Methylation analysis
A wild-type HAP1, DNMT15bp and DNMT120bp KO clone were seeded at 0.2 106 cells/well in triplicates (6 wells for DNMT120bp clone). The next day, cells were treated with 0.1% DMSO except 3 wells for DNMT120bp clone that were treated with the DNMT1 inhibitor RG-108 (GW546419X) at 5 uM (0.1% DMSO final) for 24h. The following day, cells were harvested and genomic DNA was isolated using the “Blood & Cell Culture DNA Mini Kit” from Qiagen and according to the manufacturer’s instructions. Samples were analysed using the Infinium MethylationEPIC BeadChip (Illumina) according to the manufacturer’s instructions. Raw signal intensities obtained from IDAT files were processed with the R/Bioconductor54 package minfi56. Probes containing single-nucleotide polymorphisms were removed and subsequently beta values were calculated from raw intensities.
NGLY1 KO generation
K562 cells were transfected with two gRNAs targeting exon 1 and 3 of NGLY1 and Cas9 plasmid (lentiCas9-Blast) by Nucleofection according to the manufacturer’s protocol (Nucleofector, Lonza). LentiGuide-Puro (Addgene plasmid #52963) and lentiCas9-Blast (Addgene plasmid #52962) were gifts from Feng Zhang57. Positive transfected cells were selected and enriched with Puromycin (4 µg/µl) and Blasticitidin (3.5 µg/µl) for 15 days. NGLY1 knock out was confirmed in the cell population by western blotting using the anti-NGLY1 antibody from Sigma (HPA036825). Single GFP negative cells were sorted into a 96 well plate and expanded. NGLY1 KO clones were confirmed by Sanger sequencing.

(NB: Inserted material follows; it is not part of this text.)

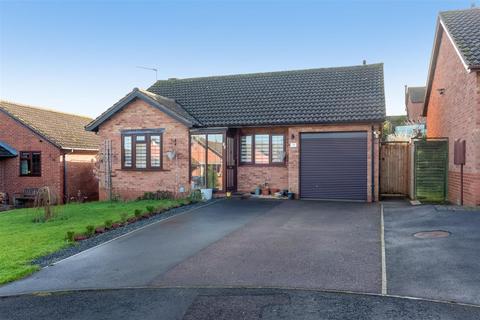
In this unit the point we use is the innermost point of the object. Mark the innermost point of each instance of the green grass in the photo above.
(22, 240)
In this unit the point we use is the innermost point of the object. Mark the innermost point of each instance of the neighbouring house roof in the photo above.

Exon 1 gRNA: CTTGGAGGCCTCCAAAA
Exon 3 gRNA: TCTGCTACTTCTCTCTA
Exon 8 gRNA: GCAAACATGAAGAGGTGATT
Deglycosylation assay
The deglycosylation-dependent Venus fluorescence assay was performed as described previously35. WT and NGLY1 KO clones were infected or transfected with ddVenus reporter and mCherry expression constructs. Cells were treated with DMSO or 20µM zVAD-FMK for 6h at 37 °C. Subsequently, mean fluorescence of Venus and mCherry were measured by flow cytometry on a BD LSR Fortessa using the HTS attachment. mCherry levels were used to control for transfection efficiency and cell size.
Data Availability
The transcriptomics and proteomics data of the 19 KO lines shown in Figure 1b and the NGLY1 KO lines were deposited to publicly available repositories. The mass spectrometry proteomics data were deposited to the ProteomeXchange Consortium via the PRIDE58 partner repository with the dataset identifier PXD010335. RNA-seq data were deposited in the ArrayExpress database at EMBL-EBI (www.ebi.ac.uk/arrayexpress) under accession number E-MTAB-7061. The data for the remaining 174 KO lines shown in Figure 1a is available upon request.
Author Contributions
A.H.S. and F.Z. analyzed the data. A.H.S. and D.E. performed transcriptomics experiments. N.Z. performed mass spectrometry measurements. G.J. re-sequenced cell lines and analyzed BRD4 and DNMT1 truncation data. W.F.M., K.T. and H.S. performed all NGLY1 KO experiments and initial analyses. A.M.M. performed the BRD4 functional experiments. P.G., T.B., M.F.S., M.B., L.M.S., W.H. and G.D. supervised the work. A.H.S., F.Z., W.H. and G.D. wrote the manuscript with input from all authors.
Acknowledgements
We would like to thank Dinko Pavlinic, Ferris Jung and Vladimir Benes (EMBL Gene Core Facility) for RNA sequencing, Jürgen Stuhlfauth and team for cell banking, Markus Boesche and team for mass spectrometry analyses Satoko Shimamura for cell culture and sample preparation, and the microarray unit of the DKFZ Genomics and Proteomics Core Facility for providing the Illumina Human Methylation arrays and related services. The NGLY1 work was supported by the Grace Science Foundation.